Les professionnels du secteur étaient absents de cette manifestation. «J'ai constaté malheureusement que certains exposants sont venus pour vendre leurs produits alors que nous voulons des partenariats et un transfert du savoir-faire», a d'ailleurs commenté M. Belkhadem. M. Mimoune a indiqué pour sa part que la production nationale annuelle de poisson en Algérie est de l'ordre de 220 000 tonnes alors que les ressources halieutiques sont estimées à 600 000 tonnes. «Nous devons exploiter seulement un tiers des ressources et laisser les deux autres tiers pour la reproduction», note le ministre, en insistant sur la nécessité d'encourager l'aquaculture. «Les ressources halieutiques s'amenuisent dans le monde. Il faut aller vers une autre source de production, à savoir l'aquaculture», plaide-t-il.

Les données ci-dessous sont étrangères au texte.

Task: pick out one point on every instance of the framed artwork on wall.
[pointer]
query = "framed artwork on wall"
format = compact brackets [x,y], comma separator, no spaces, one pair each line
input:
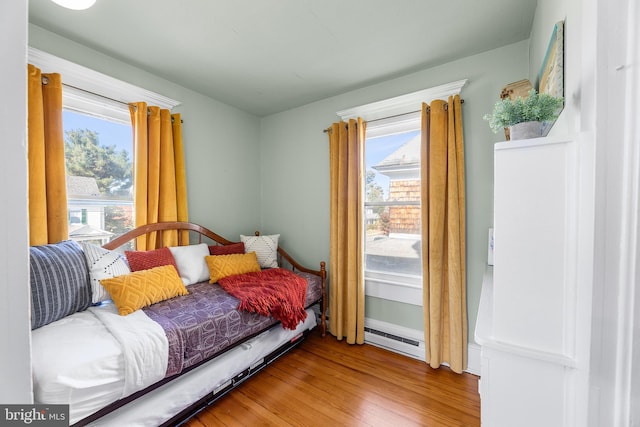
[551,76]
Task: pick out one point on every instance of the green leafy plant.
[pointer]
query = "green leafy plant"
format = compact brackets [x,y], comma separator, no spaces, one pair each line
[534,108]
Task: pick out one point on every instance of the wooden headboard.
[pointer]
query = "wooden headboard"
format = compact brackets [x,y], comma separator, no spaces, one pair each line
[202,233]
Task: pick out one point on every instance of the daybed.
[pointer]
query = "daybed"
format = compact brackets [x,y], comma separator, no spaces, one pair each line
[161,363]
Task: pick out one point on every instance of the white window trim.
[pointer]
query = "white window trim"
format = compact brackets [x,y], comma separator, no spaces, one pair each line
[395,115]
[402,104]
[87,90]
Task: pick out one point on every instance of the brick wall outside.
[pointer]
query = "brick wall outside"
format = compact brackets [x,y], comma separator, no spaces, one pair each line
[404,219]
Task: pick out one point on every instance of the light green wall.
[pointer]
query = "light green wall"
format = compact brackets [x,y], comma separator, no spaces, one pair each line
[295,164]
[221,142]
[271,174]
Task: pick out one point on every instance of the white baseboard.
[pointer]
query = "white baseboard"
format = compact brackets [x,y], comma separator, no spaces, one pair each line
[410,342]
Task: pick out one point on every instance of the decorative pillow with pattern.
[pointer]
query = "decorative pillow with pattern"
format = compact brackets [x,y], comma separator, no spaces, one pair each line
[139,289]
[103,264]
[265,247]
[221,266]
[191,264]
[59,282]
[144,260]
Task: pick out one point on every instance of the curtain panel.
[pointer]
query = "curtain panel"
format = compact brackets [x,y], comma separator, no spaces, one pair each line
[159,172]
[48,216]
[346,276]
[443,234]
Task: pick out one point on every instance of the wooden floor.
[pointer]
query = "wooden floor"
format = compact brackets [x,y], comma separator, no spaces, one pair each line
[326,382]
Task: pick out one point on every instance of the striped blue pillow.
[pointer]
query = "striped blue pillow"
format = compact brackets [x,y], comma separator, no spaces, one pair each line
[59,282]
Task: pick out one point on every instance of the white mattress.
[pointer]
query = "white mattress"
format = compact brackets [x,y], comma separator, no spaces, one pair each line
[77,361]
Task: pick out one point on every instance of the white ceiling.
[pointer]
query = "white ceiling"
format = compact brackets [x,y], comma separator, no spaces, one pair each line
[267,56]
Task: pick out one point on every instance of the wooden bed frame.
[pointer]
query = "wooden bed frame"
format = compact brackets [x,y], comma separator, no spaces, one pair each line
[284,259]
[199,234]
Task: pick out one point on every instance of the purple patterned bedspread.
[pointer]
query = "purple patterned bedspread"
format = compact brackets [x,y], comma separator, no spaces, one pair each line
[207,321]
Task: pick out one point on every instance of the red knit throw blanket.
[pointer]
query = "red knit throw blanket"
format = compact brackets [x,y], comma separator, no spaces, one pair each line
[277,292]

Dans ce sens, M. Mimoune a annoncé le lancement d'un projet pilote pour l'élevage de la crevette, en partenariat avec la Corée du Sud. La capacité de production de cette ferme sera, selon lui, de 5 tonnes par an. Par ailleurs, les professionnels du secteur, à savoir les pêcheurs, rencontrés hier, se plaignent de beaucoup de problèmes.

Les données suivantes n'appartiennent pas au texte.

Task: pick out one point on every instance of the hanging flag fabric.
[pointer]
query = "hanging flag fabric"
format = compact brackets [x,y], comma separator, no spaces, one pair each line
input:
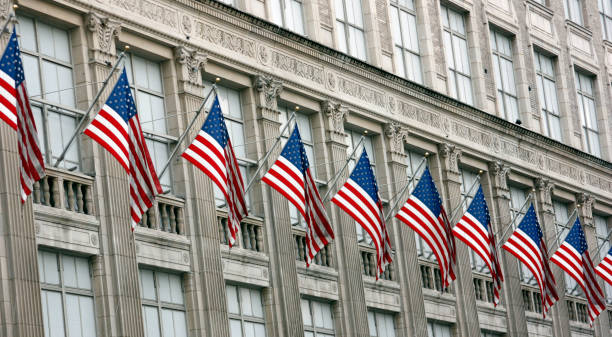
[16,111]
[574,258]
[424,213]
[117,129]
[474,229]
[527,244]
[604,268]
[359,198]
[290,176]
[212,152]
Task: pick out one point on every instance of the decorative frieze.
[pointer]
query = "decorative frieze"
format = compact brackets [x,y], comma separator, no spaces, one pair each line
[189,62]
[270,88]
[104,30]
[451,155]
[499,173]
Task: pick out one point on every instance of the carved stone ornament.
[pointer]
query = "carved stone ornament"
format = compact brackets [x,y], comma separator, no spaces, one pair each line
[191,62]
[397,135]
[104,31]
[451,155]
[270,88]
[545,187]
[500,172]
[586,202]
[336,114]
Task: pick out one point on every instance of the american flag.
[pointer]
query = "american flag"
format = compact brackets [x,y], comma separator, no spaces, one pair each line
[474,229]
[604,268]
[574,258]
[359,198]
[424,213]
[15,110]
[212,152]
[527,244]
[290,176]
[117,129]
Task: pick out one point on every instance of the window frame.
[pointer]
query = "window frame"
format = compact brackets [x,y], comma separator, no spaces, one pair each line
[547,113]
[445,10]
[404,50]
[158,304]
[46,106]
[582,97]
[64,290]
[503,92]
[347,25]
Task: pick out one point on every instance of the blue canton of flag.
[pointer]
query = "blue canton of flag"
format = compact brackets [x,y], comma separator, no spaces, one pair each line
[211,151]
[424,213]
[290,176]
[527,245]
[474,229]
[573,257]
[359,198]
[16,111]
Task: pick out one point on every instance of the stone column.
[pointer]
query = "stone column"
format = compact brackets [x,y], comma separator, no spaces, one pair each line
[283,279]
[499,205]
[585,212]
[412,318]
[205,286]
[20,306]
[450,183]
[351,311]
[546,217]
[118,306]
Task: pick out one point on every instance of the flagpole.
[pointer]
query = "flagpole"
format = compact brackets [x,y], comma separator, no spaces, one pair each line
[85,118]
[332,182]
[527,201]
[401,193]
[464,199]
[184,134]
[265,158]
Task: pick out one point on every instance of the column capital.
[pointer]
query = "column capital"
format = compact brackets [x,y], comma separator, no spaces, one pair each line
[586,201]
[451,155]
[499,172]
[337,114]
[104,31]
[269,89]
[189,64]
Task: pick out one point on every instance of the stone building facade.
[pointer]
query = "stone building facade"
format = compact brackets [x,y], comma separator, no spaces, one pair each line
[517,89]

Anza Salah (36 ans) commandant d'un chalutier, pointe du doigt la bureaucratie administrative. «Je connais des personnes qui ont attendu plus de 10 mois pour avoir le permis d'accoster au quai. Sans ce permis, il ne sert à rien d'acheter un chalutier», dit-il. Et d'ajouter : «De nombreux pêcheurs, même animés de la plus téméraire des convictions, laissent tomber leurs projets.» Interrogé sur les raisons de la flambée des prix de la sardine qui a dépassé les 280 DA le kilo, notre interlocuteur jette la pierre à «de nombreux revendeurs de poisson» qui «n’éprouvent aucun scrupule à écouler la sardine à
100 DA/kg alors qu'ils n'ont payé que 50 DA pour la caisse de 20 kg». Il regrette encore l'absence du service de régulation des prix. «C'est la foire d'empoigne», souligne-t-il. Même discours chez un autre professionnel venu de Tizi Ouzou. «C'est un salon sans les pêcheurs. Ils auraient dû faire venir des pécheurs d'autres régions du pays. C'est sûr, ils ne veulent pas s'attirer leurs foudres», note-t-il.

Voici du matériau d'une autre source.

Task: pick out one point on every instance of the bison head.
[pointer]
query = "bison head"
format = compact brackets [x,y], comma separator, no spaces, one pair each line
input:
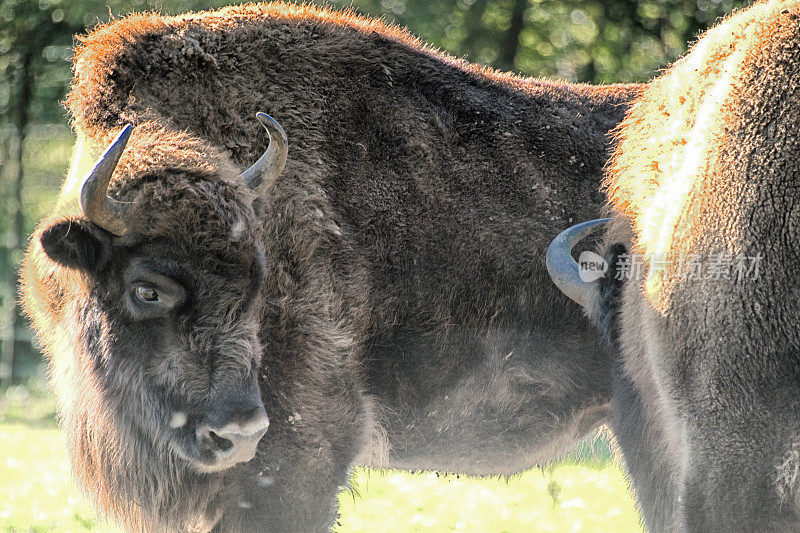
[149,305]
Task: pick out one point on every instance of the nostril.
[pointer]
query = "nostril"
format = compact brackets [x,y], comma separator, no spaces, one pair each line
[221,443]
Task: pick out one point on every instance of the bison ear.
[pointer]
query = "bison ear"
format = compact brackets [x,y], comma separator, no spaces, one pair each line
[75,244]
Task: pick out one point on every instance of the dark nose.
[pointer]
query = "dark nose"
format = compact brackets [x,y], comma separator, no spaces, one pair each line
[235,440]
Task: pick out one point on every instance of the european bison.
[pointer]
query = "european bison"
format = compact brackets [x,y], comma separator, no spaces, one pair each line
[704,194]
[384,301]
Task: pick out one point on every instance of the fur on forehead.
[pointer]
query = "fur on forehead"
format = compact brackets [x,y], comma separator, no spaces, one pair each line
[183,189]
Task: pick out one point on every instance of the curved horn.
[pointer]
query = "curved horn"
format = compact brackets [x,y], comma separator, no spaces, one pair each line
[106,212]
[562,267]
[266,170]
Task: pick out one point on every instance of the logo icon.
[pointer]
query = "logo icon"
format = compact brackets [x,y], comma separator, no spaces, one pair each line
[591,266]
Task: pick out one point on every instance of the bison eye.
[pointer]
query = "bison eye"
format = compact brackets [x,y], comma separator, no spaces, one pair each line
[146,294]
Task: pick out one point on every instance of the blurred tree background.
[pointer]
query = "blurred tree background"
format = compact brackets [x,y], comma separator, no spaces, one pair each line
[600,41]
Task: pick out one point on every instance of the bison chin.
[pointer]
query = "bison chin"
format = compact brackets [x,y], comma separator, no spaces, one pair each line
[228,433]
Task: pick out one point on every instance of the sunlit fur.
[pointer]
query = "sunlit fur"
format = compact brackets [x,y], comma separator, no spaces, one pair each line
[405,317]
[707,400]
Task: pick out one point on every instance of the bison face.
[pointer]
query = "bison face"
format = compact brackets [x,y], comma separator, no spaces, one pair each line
[171,343]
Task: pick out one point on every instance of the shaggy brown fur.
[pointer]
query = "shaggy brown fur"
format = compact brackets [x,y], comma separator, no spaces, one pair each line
[405,305]
[706,402]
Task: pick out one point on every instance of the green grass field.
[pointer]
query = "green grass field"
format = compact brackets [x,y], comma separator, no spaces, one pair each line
[37,494]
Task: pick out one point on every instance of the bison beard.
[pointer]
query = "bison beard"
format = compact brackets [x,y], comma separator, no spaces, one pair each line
[386,297]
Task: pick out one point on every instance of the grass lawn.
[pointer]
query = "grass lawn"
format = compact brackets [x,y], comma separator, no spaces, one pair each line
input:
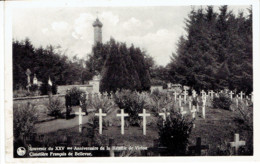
[218,127]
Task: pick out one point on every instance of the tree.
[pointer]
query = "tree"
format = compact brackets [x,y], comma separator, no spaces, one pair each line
[216,53]
[46,62]
[124,68]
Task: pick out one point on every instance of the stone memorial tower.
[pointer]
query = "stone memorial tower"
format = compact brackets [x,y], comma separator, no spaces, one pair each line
[97,31]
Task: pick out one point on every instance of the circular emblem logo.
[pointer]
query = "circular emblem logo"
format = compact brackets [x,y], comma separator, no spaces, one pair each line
[21,151]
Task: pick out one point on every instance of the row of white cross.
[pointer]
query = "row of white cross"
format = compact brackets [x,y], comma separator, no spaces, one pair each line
[144,115]
[210,93]
[122,115]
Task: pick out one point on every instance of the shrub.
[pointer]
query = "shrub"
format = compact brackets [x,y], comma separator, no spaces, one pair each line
[25,116]
[75,95]
[83,102]
[132,103]
[33,88]
[105,104]
[45,88]
[160,100]
[223,101]
[175,133]
[21,93]
[55,107]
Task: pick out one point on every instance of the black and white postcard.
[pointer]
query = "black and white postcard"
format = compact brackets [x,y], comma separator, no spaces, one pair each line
[92,79]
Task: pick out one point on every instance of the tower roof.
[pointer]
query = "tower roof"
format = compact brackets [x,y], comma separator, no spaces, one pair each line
[97,23]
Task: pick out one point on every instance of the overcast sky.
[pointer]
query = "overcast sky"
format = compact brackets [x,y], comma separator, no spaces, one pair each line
[154,29]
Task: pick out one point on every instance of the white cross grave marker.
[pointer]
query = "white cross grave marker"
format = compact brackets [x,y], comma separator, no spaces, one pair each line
[80,114]
[175,95]
[194,94]
[185,96]
[252,96]
[231,95]
[241,95]
[211,93]
[193,111]
[237,101]
[144,115]
[163,114]
[182,112]
[203,93]
[203,111]
[180,99]
[100,114]
[122,115]
[190,104]
[237,143]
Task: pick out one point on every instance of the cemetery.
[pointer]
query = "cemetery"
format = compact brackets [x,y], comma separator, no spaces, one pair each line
[101,120]
[119,102]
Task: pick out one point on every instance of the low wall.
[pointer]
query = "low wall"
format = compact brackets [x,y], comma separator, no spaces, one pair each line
[63,88]
[37,99]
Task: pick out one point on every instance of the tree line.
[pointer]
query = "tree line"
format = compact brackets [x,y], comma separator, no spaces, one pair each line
[45,63]
[216,53]
[120,67]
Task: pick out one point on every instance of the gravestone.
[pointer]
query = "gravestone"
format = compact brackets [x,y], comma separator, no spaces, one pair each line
[163,114]
[236,144]
[180,100]
[211,93]
[190,102]
[193,111]
[241,95]
[100,115]
[198,147]
[231,95]
[185,96]
[80,114]
[252,97]
[194,94]
[144,115]
[35,81]
[122,115]
[182,112]
[28,73]
[68,104]
[175,95]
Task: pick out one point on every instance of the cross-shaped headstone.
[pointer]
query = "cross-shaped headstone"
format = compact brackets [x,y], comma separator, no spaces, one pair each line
[185,96]
[193,111]
[163,114]
[231,95]
[198,107]
[190,104]
[237,143]
[144,115]
[180,99]
[80,114]
[175,95]
[182,112]
[28,73]
[122,115]
[198,147]
[241,95]
[252,96]
[100,114]
[203,93]
[203,111]
[204,99]
[211,93]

Et d'enchaîner : «Et puis, le salon nous offre certes un matériel de haute facture, mais onéreux. Imaginez un petit radar pour le sondage qui coûte 29 millions de centimes. C'est hors de portée.» Ouvert hier, le salon de la pêche, qui s’étend sur 3000 m2, se poursuivra jusqu'au 5 mars. Il enregistre la participation de 46 exposants, dont 16 étrangers venus notamment de France, d’Espagne, de Tunisie, d’Italie, d’Inde, d’Egypte, de Turquie, de Grèce et d’Iran. En marge du salon, des ateliers et des conférences sont animés par des responsables du secteur.